Journeying together in Christ

Michael Capon

Michael Capon serves as Music Director and is active as a performer, conductor, composer, and teacher. In addition to his church work, Michael has directed community choirs and orchestras, directed music for theatrical productions, taught music theory and organ students, and adjudicated at music festivals and competitions.

Michael has won first prize in the Quebec-wide John Robb Organ Competition and Second Prize in the Royal Canadian College of Organists’ National Organ Playing Competition. He earned his Master of Music degree from McGill University in Organ Performance, his ARCT. (Royal Conservatory of Toronto) in Piano Performance, and his ARCCO (Royal Canadian College of Organists).

As a composer, Michael has written choral anthems and organ works, including “Psalm 103”, composed for the consecration of Mary Irwin Gibson as Bishop of Montreal in September 2015; “Bless the Lord, O my soul” for choir, congregation, and keyboard, premiered in May 2012; “Prelude and Toccata” (2017), “Montreal Sonata” (1995), and “Fredericton Suite” (2002). Works published by the Royal Canadian College of Organists include “Love, Joy, and Peace”, “Come sing, O Church, in joy”, and “Promenade: Homage to Gerald Bales”. His newly-orchestrated version of “In Flanders Fields” was premiered in November 2014 by the Ottawa Choral Society.
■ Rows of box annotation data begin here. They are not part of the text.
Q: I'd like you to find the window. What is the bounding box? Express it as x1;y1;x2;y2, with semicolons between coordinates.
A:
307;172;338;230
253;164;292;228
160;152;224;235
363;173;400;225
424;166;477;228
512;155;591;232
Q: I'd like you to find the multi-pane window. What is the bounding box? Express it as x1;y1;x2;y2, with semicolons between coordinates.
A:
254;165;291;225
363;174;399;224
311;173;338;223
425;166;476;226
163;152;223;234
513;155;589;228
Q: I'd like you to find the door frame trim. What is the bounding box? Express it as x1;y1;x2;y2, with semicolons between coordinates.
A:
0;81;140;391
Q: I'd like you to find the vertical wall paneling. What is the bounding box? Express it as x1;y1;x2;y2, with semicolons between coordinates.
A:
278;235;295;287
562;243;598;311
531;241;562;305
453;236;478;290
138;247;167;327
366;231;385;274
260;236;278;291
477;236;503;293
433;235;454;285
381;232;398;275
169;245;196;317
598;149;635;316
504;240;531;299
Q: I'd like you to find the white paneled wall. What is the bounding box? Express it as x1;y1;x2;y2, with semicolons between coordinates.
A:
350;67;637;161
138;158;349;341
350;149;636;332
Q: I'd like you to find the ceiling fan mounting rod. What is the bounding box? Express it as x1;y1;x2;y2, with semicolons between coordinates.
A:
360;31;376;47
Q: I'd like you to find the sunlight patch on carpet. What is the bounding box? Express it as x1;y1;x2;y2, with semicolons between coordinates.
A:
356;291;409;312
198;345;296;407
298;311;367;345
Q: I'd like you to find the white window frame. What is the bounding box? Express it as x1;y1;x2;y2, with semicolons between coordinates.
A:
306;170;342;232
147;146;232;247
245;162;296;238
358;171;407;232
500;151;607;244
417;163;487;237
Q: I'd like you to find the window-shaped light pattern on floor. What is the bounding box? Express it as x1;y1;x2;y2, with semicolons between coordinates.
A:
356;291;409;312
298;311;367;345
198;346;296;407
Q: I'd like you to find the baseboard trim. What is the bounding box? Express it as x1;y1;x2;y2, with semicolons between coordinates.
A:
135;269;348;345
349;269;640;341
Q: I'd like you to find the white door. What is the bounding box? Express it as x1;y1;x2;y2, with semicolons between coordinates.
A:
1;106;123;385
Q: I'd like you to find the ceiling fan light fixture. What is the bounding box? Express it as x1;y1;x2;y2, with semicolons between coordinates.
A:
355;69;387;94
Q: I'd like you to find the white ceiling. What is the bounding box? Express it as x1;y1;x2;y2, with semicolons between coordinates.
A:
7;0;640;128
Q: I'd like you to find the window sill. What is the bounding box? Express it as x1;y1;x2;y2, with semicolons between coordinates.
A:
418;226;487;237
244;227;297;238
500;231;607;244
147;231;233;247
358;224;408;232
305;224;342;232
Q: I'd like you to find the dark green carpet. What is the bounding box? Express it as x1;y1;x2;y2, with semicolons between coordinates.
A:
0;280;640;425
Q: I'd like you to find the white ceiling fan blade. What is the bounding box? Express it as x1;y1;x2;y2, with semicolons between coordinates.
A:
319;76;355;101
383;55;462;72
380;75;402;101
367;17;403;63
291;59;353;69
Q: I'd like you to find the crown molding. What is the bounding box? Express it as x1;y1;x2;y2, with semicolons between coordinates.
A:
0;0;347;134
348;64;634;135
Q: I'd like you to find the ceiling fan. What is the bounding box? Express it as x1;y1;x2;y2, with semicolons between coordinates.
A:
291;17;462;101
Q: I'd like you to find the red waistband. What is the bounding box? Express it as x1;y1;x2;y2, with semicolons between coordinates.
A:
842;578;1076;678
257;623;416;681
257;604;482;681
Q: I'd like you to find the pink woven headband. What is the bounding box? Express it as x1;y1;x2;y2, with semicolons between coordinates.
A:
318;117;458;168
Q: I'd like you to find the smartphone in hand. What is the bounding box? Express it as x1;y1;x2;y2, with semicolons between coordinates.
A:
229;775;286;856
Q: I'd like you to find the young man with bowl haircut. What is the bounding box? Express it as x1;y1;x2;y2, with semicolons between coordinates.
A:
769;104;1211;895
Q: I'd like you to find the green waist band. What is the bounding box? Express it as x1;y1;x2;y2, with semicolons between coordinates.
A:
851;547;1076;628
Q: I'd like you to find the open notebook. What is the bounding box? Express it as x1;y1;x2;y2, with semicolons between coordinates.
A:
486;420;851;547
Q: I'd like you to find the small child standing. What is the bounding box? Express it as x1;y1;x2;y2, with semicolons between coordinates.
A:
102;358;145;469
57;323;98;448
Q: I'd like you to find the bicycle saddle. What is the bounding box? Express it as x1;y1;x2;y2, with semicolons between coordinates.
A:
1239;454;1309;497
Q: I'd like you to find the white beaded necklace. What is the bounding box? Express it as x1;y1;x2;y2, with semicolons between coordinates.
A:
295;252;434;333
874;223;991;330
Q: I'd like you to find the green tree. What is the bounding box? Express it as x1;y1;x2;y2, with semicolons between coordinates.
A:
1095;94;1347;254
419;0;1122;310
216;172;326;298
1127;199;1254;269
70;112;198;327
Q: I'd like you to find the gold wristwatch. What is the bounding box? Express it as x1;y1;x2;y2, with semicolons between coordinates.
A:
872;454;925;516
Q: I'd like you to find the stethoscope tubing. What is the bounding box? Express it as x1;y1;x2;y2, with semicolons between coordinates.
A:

Previous church music positions include Director of Music at Glenview Presbyterian Church in Toronto, Timothy Eaton United Church in Toronto, Christ Church Cathedral in Fredericton, New Brunswick, and Assistant Organist at St. George’s Cathedral in Perth, Australia.

Michael was the Co-Chair of the planning committee for “I Feel the Winds”, a national organ festival that took place to great acclaim in Kingston in July 2016, serves on the Anglican Church task force preparing a supplement for the Common Praise hymn book, and is President of the Royal Canadian College of Organists Kingston Centre. He recently appeared as the Rabbi in the Domino Theatre production of John Lazarus’ comedy “Village of Idiots”.